The school previously offered only a two-year manufacturing program and the change grew out of a need local companies expressed for individual certifications in manufacturing, as opposed to one degree that encompassed them all.
Modesto Technical College is a trade/technical school focused on in-demand careers.
Students at MTC receive technical training that meets the needs of local employers, including courses in automotive trades, HVAC, industrial refrigeration, maintenance and welding.
All training programs in all subject areas are developed with direct input from major employers in the Central Valley and training program enrollment is not based on how many students can be enrolled but on the actual jobs available.
Career Technical Education
At the high school level, career technical education, or CTE, is the centerpiece.
“We are investing in CTE and supporting CTE because we know how important it is for our students to be prepared for the workforce,” said James Mousalimas, San Joaquin County superintendent of schools.

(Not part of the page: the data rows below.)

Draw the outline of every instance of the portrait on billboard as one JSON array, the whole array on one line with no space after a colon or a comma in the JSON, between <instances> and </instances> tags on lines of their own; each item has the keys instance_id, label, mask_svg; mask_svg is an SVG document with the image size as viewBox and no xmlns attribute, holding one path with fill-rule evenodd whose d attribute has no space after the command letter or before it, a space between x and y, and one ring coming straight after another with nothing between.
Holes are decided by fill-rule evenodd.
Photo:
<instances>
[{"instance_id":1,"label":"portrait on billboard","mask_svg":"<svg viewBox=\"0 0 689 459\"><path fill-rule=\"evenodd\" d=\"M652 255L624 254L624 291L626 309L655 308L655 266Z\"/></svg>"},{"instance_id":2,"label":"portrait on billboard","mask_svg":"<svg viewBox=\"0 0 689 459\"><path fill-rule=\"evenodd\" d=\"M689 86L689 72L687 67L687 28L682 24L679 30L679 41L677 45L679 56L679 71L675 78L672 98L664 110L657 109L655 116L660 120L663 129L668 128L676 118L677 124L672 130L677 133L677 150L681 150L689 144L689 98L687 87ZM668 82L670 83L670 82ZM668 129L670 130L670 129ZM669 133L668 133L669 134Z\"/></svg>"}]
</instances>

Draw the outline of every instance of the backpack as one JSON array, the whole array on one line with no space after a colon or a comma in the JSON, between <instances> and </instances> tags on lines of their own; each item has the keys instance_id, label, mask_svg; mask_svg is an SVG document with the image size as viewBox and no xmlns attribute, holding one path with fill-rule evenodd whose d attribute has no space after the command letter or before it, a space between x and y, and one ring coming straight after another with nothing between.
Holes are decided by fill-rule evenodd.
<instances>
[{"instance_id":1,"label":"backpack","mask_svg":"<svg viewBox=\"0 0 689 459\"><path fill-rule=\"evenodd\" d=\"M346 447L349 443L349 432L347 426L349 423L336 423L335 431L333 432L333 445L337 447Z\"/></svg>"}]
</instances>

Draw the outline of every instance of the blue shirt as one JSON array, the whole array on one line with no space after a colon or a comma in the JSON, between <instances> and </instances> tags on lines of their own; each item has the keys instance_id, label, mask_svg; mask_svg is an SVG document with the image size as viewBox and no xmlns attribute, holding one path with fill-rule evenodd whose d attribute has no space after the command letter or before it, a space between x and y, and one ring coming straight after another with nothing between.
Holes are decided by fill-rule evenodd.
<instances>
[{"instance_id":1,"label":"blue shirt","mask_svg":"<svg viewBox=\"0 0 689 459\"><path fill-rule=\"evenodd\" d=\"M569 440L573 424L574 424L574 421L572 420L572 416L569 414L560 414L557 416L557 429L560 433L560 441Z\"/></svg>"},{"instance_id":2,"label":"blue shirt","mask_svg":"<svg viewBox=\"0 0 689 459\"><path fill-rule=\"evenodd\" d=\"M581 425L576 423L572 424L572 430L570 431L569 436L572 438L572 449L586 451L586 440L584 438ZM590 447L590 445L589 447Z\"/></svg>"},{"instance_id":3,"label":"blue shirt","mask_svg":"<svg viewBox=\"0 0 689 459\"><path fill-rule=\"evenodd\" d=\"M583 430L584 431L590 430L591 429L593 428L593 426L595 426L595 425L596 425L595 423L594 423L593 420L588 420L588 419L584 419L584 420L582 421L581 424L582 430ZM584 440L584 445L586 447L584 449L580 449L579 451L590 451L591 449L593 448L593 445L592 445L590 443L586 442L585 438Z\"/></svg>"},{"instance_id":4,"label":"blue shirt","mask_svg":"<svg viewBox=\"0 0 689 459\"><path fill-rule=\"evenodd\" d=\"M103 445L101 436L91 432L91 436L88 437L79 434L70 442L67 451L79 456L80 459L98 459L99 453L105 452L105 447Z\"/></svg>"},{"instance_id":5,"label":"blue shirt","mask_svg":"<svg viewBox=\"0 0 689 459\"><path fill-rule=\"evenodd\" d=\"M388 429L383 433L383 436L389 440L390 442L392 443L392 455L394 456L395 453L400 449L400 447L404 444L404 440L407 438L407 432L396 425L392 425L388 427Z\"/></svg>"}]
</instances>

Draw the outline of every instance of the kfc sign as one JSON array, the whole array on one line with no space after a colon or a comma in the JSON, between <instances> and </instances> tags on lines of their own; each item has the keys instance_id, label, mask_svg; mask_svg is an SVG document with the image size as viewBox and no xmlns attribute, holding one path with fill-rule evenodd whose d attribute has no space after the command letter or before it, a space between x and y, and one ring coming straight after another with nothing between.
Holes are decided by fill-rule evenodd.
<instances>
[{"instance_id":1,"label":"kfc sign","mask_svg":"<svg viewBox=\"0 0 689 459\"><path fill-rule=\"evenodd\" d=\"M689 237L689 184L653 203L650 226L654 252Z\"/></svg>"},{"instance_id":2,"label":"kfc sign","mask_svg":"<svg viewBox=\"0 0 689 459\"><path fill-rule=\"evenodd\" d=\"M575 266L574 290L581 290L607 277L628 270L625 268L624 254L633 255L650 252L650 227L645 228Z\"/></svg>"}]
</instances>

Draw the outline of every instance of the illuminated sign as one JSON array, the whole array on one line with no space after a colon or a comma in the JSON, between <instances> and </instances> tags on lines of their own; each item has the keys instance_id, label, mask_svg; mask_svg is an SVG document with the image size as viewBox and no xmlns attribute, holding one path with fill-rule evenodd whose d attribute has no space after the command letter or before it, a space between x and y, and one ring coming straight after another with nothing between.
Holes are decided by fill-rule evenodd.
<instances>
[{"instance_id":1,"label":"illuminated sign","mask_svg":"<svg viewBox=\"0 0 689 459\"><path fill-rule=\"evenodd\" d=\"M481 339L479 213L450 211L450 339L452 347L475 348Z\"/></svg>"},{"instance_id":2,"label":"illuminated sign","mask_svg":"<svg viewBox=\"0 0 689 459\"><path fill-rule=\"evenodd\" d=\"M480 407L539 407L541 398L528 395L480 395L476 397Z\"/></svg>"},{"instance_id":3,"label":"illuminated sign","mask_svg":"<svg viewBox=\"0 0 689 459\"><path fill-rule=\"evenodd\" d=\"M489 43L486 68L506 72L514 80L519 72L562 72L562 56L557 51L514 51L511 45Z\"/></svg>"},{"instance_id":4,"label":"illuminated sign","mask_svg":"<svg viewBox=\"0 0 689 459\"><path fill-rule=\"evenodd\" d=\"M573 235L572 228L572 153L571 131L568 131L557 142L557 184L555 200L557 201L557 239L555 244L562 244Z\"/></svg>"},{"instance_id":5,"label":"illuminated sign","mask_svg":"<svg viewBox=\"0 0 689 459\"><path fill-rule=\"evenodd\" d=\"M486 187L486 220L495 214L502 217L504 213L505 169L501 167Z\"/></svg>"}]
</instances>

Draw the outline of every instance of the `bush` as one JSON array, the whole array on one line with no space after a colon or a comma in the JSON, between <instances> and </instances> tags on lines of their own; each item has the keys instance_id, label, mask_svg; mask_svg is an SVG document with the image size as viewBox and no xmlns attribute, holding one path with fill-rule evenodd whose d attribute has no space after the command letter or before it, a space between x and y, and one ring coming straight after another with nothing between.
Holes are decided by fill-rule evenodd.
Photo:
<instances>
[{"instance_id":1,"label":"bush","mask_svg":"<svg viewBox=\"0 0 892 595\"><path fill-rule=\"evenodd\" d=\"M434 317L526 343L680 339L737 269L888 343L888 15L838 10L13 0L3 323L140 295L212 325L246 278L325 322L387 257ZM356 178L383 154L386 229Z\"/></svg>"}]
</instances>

CTE is offered at almost every school in San Joaquin County and all 14 school districts have some sort of CTE program.
If students attend San Joaquin Delta college or schools in the Los Rios Community College District, which includes Modesto Junior College, they may receive college credit for CTE coursework taken in high school.
“We work with our school districts and our own internal programs to develop CTE pathways that align to local labor market information in SJC,” said Chris Kleinert, director of CTE at the San Joaquin County Office of Education. “We’re not going to develop a pathway if there is no job at the end of it.”
As early as freshman year, students can enroll in CTE with an introduction course in a field of interest. The following year, a concentrated course is offered. Students who take a third year enroll in an advanced CAPSTONE course.
For freshmen that want to enroll in CTE but do not yet know what type of pathway they’d like to explore, a rotation is offered. Over the course of one year, students will study four subjects.
“I believe in CTE for two reasons,” Kleinert said. “For many students, our CTE courses are the reason the come to school every day … [Secondly], we do a great job of preparing students for the work environment in the 21st century.”
The difference between entering the workforce immediately and continuing to a post-secondary program, Kleinert said, is the difference between a job and a career.
“High school students are not ready for some of these positions upon completion of high school because some of the requirements are really stringent,” he explained. “What we do in high school is we expose them to the basics of each industry.”
Some students will continue their career path in college.
Jordan Treydte, 17, a senior at Venture Academy, started CTE courses as a sophomore.
He enrolled in welding because it sparked his interest.
By his senior year, Treydte was taking residential/commercial construction, a pathway akin to woodshop on steroids.
In class, students aren’t building dollhouses and napkin holders, they are learning about insulation, roofing, slope, stucco and framing houses.
Treydte plans to attend CSU Fresno in 2018-2019 as an electrical engineering major, a path he learned he was interested in through CTE.
So why is the Central Valley so focused on this project?
The benefits to the community reach beyond staffing needs and higher wages.
Solis said a community functions better when individuals are independent.
“An employed person is a productive person,” Solis said.